The Federal Circuit has found patent-ineligible claims of five “patents [that] are generally directed to allowing ‘any person or organization to easily publish a message on the Internet.’” – internet message publishing. EasyWeb Innovations LLC v. Twitter Inc., No. 2016-2066 (May 12, 2017) (opinion by Judge Hughes; non-precedential). The patents at issue are U.S. Patent Nos. 7,032,030; 7,596,606; 7,685,247; 7,689,658; and 7,698,372.
Claim 1 of the ’247 patent was considered as representative for purposes of applying the Mayo/Alice patent-eligibility test:
A message publishing system (MPS) operative to process a message from a sender in a first format, comprising:
a central processor;
at least one sender account;
at least one storage area configured to store at least a first portion of the message; and
software executing in the central processor to configure the processor so as to:
identify the sender of the message as an authorized sender based on information associated with the message in comparison to data in the sender account, wherein the identification is dependent upon the first format;
convert at least a second portion of the message from the first format to a second format; and
publish the converted second portion of the message so as to be viewable in the second format only if the sender has been identified as an authorized sender.

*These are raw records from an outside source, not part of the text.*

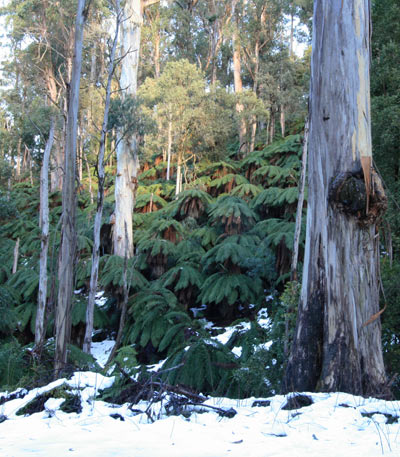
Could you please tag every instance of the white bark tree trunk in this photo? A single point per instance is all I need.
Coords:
(68, 230)
(127, 159)
(100, 196)
(40, 324)
(237, 78)
(169, 149)
(335, 348)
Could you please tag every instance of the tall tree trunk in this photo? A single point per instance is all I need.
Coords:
(337, 342)
(68, 230)
(40, 324)
(237, 79)
(282, 119)
(87, 342)
(169, 149)
(127, 159)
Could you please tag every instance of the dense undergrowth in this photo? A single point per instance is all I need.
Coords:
(218, 253)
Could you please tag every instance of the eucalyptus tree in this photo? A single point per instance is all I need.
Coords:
(100, 191)
(40, 327)
(68, 229)
(337, 342)
(191, 119)
(47, 27)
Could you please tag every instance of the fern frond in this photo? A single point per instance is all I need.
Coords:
(228, 287)
(275, 196)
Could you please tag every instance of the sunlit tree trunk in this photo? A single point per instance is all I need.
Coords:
(40, 323)
(337, 342)
(68, 230)
(100, 196)
(169, 149)
(127, 159)
(237, 78)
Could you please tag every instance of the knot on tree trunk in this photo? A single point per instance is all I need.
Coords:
(348, 194)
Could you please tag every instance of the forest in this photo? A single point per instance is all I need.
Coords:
(154, 192)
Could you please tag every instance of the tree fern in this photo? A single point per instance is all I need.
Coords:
(8, 300)
(227, 182)
(274, 174)
(192, 202)
(219, 168)
(231, 288)
(189, 249)
(149, 309)
(113, 269)
(246, 191)
(143, 200)
(206, 235)
(274, 230)
(202, 365)
(226, 251)
(233, 213)
(183, 275)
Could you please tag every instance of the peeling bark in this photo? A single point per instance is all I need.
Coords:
(40, 327)
(332, 349)
(68, 229)
(127, 158)
(94, 273)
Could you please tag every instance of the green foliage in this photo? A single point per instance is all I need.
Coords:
(78, 313)
(8, 321)
(183, 275)
(207, 366)
(231, 288)
(229, 252)
(276, 196)
(150, 310)
(26, 280)
(233, 213)
(13, 365)
(113, 272)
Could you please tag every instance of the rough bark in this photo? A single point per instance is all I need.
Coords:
(127, 159)
(300, 203)
(40, 323)
(333, 349)
(68, 230)
(100, 196)
(169, 149)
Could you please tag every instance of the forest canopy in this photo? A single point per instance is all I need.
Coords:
(210, 136)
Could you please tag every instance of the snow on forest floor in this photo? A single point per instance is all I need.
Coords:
(334, 424)
(331, 424)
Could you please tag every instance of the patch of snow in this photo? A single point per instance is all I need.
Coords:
(101, 351)
(334, 424)
(100, 299)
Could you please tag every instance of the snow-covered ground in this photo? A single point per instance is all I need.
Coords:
(333, 425)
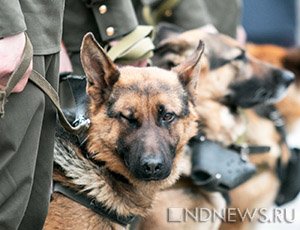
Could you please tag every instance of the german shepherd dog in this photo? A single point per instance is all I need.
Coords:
(141, 120)
(230, 79)
(289, 106)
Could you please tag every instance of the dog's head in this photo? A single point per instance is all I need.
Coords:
(251, 82)
(141, 118)
(230, 79)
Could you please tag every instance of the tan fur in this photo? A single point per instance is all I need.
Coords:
(220, 124)
(282, 57)
(134, 197)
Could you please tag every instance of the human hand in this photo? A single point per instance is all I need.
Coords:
(11, 50)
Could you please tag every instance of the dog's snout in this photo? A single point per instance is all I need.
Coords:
(286, 77)
(152, 165)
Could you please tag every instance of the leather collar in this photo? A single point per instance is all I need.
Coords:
(243, 149)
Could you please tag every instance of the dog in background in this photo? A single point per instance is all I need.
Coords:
(289, 106)
(230, 79)
(141, 119)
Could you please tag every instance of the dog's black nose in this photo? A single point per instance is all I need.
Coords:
(152, 165)
(287, 77)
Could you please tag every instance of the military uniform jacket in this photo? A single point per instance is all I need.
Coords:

Under the first prong of the patent-eligibility test, it took little analysis for the court to conclude that “claim 1 is directed to the abstract idea of receiving, authenticating, and publishing data.” It took even less analysis for the court to conclude, under the second prong of the Mayo/Alice test, that the claims recited no “inventive concept” to make the abstract idea patent-eligible. Claim 1 included elements that “simply recited an abstract idea or an abstract idea executed using computer technology.”
Moroever, there was no inventive concept arising “from the ordered combination of steps.” The claim simply “recites the most basic steps in data collection, analysis, and publication and,” adding insult to the patent owner’s injury, the court explained that these steps “are recited in the ordinary order.”
The Federal Circuit thus affirmed the district court’s grant of summary judgment of patent ineligibility under 35 USC § 101.